Os Globalistas Latifundiários

Nos últimos anos, alguns dos grandes bilionários globalistas tem amealhado milhares de hectares de terras nos EUA e no mundo. Bill Gates e Jeff Bezos são apenas dois exemplos. Além do controle do mundo virtual, os bilionários investem na propriedade exclusiva da riqueza real: terras e minérios. Em paralelo, as instituições globais como o Fórum Econômico Mundial dizem que os cidadãos do mundo pós-covid não terão absolutamente nada em termos de propriedade, mas serão “felizes”.

A Forbes publicou recentemente um artigo afirmando que, além de seus principais ativos, Bill Gates é também um grande latifundiário.

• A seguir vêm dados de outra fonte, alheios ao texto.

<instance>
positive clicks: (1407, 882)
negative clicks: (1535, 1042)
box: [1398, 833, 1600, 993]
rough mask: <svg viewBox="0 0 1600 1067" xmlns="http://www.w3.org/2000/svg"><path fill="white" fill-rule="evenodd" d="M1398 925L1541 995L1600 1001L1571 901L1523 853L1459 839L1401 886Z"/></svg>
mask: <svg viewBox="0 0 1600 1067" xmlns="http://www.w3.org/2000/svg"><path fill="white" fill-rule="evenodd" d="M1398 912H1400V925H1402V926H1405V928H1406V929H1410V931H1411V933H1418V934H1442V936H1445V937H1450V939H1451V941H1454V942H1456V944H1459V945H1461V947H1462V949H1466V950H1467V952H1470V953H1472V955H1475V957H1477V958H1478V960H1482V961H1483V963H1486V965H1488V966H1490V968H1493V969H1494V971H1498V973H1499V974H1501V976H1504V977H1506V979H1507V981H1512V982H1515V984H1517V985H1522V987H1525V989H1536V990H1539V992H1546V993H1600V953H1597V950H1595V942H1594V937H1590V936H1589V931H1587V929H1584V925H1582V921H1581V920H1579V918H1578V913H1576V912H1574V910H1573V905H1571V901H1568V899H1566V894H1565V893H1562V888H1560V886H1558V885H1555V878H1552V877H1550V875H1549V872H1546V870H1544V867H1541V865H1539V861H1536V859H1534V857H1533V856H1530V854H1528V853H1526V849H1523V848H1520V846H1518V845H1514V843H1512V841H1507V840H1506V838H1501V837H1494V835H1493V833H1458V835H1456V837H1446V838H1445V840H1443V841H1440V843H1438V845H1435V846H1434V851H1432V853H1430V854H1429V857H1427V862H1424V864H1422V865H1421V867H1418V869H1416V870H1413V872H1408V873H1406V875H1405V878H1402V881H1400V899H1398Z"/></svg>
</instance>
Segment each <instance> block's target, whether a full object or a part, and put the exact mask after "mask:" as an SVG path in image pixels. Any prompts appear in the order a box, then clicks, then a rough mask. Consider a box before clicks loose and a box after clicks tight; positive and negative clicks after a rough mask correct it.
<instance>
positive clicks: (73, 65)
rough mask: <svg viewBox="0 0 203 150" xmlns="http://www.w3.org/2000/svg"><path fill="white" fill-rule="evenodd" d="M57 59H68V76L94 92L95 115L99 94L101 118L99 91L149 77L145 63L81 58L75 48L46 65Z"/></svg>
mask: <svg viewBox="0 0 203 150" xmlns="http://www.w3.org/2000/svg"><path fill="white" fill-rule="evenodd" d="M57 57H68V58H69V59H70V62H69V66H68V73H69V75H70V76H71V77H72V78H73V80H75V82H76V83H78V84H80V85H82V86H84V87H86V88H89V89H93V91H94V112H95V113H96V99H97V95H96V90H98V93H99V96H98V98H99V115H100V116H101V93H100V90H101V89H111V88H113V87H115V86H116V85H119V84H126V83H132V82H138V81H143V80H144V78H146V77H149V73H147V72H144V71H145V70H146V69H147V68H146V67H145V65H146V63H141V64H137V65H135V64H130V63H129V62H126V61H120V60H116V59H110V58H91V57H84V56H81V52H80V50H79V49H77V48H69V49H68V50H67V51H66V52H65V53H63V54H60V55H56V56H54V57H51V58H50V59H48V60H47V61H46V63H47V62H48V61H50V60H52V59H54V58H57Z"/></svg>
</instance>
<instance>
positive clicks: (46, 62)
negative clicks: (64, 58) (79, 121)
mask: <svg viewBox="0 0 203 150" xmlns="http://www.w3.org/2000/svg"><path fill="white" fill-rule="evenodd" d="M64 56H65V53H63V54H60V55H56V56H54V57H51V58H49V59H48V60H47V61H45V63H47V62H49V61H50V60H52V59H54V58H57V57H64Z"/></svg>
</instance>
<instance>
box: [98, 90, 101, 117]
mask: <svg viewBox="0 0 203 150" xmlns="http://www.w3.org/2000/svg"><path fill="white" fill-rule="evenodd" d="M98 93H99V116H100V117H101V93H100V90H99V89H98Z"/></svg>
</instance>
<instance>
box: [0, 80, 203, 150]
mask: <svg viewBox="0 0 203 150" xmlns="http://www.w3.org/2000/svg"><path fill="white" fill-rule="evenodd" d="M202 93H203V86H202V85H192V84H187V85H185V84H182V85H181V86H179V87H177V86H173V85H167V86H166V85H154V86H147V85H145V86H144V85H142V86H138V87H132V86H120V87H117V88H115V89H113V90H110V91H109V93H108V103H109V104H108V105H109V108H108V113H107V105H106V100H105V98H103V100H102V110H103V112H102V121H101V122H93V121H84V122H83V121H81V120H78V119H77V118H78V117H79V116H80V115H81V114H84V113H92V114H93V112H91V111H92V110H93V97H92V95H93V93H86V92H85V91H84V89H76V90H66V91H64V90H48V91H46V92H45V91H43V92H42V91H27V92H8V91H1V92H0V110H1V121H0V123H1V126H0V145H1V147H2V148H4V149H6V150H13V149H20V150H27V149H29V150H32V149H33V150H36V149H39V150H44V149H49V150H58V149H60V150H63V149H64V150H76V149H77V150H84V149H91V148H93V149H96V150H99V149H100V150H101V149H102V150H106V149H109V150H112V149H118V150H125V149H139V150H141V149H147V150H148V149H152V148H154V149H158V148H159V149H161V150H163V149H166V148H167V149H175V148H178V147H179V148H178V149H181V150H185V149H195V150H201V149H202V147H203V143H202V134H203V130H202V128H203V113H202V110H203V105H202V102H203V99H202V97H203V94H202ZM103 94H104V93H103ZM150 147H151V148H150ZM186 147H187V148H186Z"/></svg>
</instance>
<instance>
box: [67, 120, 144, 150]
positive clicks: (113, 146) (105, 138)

O artigo diz que, depois de anos de relatórios dizendo que ele estava comprando terras agrícolas em lugares como Flórida e Washington, The Land Report, que se concentra em terras privadas, revelou que Gates, que tem um patrimônio líquido de quase US$121 bilhões, construiu um enorme portfólio de terras agrícolas cobrindo 18 estados. Suas maiores propriedades estão na Louisiana (69.071 acres), Arkansas (47.927 acres) e Nebraska (20.588 acres). Ele também tem uma participação em 25.750 acres de terras de transição no oeste de Phoenix, Arizona, que estão sendo desenvolvidas como um novo subúrbio.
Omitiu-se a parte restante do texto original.